El reino de los francos, en latín Regnum francorum, también conocido (aunque menos usualmente) como Francia (palabra latina que no se refería a la actual Francia), o simplemente reino franco,[Nota 1]​ son las denominaciones historiográficas que identifican el reino germánico de los francos establecido a finales del siglo V aprovechando la decadencia de la autoridad romana en las Galias, durante la época de las denominadas invasiones bárbaras. La dinastía merovingia, la gobernante de los francos desde mediados del siglo V hasta 751,[6]​ establecerá el reino más grande y poderoso de Europa occidental tras la caída del imperio de Teodorico el Grande, un estado que en su mayor apogeo ejercerá el control de un extenso territorio: las actuales Bélgica, Luxemburgo y Suiza; la casi totalidad de los Países Bajos, de Francia y de Austria; y la parte occidental de Alemania. Fue la primera dinastía duradera en el territorio de la Francia actual.

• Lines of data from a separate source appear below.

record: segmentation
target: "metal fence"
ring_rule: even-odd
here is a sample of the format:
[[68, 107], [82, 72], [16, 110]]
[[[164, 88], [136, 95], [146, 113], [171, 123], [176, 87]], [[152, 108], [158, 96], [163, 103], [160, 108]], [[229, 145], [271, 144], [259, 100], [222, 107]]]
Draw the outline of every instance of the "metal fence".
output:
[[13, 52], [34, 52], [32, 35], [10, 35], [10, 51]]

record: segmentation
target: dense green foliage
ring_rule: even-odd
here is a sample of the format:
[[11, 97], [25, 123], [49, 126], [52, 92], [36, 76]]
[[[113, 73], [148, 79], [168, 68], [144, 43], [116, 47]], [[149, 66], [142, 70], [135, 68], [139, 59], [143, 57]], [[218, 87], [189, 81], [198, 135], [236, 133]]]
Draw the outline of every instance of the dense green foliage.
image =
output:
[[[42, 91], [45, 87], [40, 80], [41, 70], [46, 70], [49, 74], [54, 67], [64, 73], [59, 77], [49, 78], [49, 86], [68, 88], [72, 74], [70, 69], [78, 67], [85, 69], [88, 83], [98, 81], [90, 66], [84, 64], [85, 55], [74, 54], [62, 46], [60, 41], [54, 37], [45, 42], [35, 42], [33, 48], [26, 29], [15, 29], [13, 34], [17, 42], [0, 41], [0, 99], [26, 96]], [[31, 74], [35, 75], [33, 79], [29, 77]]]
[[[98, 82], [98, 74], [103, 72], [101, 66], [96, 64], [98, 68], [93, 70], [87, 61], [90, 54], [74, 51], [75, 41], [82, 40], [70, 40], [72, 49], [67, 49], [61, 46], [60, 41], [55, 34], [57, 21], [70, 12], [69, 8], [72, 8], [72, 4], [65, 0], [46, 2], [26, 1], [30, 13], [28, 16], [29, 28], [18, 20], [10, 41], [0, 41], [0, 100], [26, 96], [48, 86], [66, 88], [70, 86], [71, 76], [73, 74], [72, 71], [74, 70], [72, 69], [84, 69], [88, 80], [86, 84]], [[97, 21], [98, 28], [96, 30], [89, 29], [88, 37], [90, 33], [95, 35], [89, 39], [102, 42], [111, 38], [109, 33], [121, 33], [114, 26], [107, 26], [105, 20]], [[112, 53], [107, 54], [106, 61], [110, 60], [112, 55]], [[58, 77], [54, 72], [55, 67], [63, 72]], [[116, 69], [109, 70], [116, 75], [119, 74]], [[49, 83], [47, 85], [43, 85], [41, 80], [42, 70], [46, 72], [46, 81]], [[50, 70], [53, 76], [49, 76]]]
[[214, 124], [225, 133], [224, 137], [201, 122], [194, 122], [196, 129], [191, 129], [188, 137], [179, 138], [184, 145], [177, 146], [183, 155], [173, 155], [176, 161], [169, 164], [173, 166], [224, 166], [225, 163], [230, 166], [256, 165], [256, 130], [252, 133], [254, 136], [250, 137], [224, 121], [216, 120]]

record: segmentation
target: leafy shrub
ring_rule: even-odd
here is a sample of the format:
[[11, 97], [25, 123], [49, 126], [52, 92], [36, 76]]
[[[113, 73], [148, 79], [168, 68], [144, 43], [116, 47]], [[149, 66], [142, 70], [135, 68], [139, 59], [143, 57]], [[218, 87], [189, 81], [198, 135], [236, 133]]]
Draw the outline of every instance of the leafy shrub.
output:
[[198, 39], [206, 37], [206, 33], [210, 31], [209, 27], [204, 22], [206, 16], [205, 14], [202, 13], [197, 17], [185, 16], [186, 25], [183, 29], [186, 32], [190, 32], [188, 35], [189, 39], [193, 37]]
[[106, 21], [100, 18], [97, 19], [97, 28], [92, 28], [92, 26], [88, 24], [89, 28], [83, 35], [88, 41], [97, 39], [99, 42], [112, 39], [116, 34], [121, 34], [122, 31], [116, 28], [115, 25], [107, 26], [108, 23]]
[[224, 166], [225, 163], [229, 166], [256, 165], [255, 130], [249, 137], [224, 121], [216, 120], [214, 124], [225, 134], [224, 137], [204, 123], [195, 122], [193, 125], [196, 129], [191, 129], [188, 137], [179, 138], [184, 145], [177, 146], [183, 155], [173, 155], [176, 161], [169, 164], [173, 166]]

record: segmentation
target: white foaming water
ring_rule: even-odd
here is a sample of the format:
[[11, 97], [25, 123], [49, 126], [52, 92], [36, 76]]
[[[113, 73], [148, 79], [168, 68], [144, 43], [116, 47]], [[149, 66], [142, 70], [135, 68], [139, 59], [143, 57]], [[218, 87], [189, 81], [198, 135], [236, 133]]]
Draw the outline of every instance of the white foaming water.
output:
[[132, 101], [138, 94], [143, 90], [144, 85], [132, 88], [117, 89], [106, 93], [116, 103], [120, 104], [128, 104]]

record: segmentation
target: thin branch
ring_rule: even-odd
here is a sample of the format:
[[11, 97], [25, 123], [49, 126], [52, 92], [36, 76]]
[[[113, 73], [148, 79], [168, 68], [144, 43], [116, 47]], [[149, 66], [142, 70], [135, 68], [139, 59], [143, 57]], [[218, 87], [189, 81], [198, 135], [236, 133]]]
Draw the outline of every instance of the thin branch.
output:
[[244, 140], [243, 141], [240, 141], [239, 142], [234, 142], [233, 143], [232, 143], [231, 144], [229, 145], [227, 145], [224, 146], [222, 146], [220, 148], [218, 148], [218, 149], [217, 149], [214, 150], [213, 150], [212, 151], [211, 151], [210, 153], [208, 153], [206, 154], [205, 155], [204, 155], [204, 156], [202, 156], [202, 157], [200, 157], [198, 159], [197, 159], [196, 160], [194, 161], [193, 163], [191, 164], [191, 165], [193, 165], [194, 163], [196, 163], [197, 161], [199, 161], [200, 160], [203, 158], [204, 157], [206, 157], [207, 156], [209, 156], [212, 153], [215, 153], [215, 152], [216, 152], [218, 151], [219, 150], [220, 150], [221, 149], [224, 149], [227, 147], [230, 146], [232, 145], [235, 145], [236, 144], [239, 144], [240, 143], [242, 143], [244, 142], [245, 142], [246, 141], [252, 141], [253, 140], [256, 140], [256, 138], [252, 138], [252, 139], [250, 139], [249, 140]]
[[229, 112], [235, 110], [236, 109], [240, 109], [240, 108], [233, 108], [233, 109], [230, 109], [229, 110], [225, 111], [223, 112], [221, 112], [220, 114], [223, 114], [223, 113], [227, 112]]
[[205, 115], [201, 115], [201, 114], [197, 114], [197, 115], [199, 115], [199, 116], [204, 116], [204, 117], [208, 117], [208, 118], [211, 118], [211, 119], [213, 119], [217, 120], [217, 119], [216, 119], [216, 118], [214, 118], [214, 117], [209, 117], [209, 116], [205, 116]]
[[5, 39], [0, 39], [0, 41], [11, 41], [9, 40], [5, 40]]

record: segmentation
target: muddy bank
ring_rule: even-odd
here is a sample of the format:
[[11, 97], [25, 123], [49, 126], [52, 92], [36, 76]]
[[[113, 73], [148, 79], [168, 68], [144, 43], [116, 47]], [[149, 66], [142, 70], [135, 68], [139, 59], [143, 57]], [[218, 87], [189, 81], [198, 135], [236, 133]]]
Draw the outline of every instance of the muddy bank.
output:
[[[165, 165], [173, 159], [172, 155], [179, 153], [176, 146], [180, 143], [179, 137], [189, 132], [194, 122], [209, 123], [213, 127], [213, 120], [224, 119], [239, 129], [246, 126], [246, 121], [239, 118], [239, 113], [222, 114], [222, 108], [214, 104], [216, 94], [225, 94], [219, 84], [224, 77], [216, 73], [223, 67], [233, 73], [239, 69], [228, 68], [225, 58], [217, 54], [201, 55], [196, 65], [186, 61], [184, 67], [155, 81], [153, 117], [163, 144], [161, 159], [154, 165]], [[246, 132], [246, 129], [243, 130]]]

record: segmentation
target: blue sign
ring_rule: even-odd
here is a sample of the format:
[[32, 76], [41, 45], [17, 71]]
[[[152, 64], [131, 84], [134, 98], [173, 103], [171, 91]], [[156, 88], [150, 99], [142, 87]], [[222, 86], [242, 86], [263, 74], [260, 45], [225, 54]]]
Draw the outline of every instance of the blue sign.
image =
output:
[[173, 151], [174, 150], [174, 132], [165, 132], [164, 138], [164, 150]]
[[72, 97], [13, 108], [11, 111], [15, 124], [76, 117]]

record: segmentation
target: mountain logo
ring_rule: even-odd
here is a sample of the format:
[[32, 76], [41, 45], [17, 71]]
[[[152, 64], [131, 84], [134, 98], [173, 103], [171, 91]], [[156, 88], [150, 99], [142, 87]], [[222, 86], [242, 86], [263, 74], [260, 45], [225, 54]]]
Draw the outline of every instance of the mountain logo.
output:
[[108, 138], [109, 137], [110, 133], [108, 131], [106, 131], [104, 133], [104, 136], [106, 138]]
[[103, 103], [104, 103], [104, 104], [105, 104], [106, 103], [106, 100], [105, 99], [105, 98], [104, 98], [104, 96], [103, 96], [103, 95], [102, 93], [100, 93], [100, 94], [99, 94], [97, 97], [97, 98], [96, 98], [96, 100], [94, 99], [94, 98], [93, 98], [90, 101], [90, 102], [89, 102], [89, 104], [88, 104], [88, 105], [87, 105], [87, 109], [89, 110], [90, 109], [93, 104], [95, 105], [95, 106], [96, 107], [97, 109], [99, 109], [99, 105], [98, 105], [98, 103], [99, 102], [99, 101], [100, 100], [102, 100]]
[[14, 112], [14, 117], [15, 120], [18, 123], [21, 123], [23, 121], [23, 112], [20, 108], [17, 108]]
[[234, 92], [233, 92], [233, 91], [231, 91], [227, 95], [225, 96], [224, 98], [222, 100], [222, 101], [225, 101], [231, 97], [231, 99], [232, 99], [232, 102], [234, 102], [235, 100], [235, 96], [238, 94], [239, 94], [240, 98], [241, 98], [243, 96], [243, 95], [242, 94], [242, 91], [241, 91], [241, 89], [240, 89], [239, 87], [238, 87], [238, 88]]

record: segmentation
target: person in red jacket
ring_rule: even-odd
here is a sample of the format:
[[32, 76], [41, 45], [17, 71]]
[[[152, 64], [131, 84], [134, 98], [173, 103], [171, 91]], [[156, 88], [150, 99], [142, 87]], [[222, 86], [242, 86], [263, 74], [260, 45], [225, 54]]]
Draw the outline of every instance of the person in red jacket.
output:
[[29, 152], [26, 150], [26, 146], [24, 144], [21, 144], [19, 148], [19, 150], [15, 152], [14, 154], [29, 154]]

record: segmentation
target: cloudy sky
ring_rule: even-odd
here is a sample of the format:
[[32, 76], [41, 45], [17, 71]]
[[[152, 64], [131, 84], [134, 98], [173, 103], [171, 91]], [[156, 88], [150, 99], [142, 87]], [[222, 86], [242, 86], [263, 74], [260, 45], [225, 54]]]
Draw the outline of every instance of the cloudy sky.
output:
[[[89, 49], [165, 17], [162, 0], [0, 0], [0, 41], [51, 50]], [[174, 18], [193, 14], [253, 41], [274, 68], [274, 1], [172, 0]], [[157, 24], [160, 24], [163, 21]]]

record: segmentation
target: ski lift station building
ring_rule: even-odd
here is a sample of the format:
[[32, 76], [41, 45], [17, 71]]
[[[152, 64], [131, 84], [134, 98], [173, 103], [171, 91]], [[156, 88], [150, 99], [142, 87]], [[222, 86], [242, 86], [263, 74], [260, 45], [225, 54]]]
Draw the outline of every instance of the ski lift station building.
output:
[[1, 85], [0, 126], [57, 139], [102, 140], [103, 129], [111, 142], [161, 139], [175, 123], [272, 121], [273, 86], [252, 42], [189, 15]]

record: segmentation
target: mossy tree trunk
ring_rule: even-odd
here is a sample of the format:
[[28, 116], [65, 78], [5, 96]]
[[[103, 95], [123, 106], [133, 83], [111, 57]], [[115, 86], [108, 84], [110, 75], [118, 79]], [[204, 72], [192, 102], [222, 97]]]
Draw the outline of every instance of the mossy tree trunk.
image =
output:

De entre todas las tribus en que se dividían los francos, fueron los salios —que se habían asentado dentro del limes (frontera) como pueblo federado ocupando la Galia Bélgica— los que lograron eliminar toda competencia y asegurarse el dominio para sus líderes: primero, aparecen como «reyes de los francos» en el ejército romano del norte de la Galia; luego, hacia 509, y encabezados por Clodoveo I, ya habían unificado a todos los francos y galorromanos del norte bajo su dominio; y, finalmente, desde su establecimiento inicial en el noroeste de la actual Francia, Bélgica y los Países Bajos, se extendieron conquistando las antiguas diócesis romanasDiocesis Viennensis y Diocesis Galliarum—, previamente ocupadas por otros reinos germánicos: derrotaron a los visigodos en 507 y a los burgundios en 534 y también extendieron su dominio a Raetia en 537. En Germania, los pueblos no romanizados de alamanes, bávaros, turingios y sajones aceptaron su señorío.

El nombre dinástico, en latín medieval Merovingi o Merohingii ('hijos de Meroveo'), deriva de una forma fráncica no atestiguada, similar a la acreditada Merewīowing, del inglés antiguo,[7]​ siendo la «–ing» final un típico sufijo patronímico germánico. El nombre deriva del rey Meroveo, a quien rodean muchas leyendas. A diferencia de las genealogías reales anglosajonas, los merovingios nunca afirmaron descender de un dios, ni hay evidencia de que fueran considerados sagrados. El pelo largo de los merovingios los distinguía entre los pueblos francos, que por lo general se cortaban el pelo. Los contemporáneos a veces se referían a ellos como los «reyes de pelo largo o cabelludos» (en latín reges criniti). Un merovingio a quien se le cortara el pelo no podía gobernar, y un rival podía ser eliminado de la sucesión siendo tonsurado y enviado a un monasterio.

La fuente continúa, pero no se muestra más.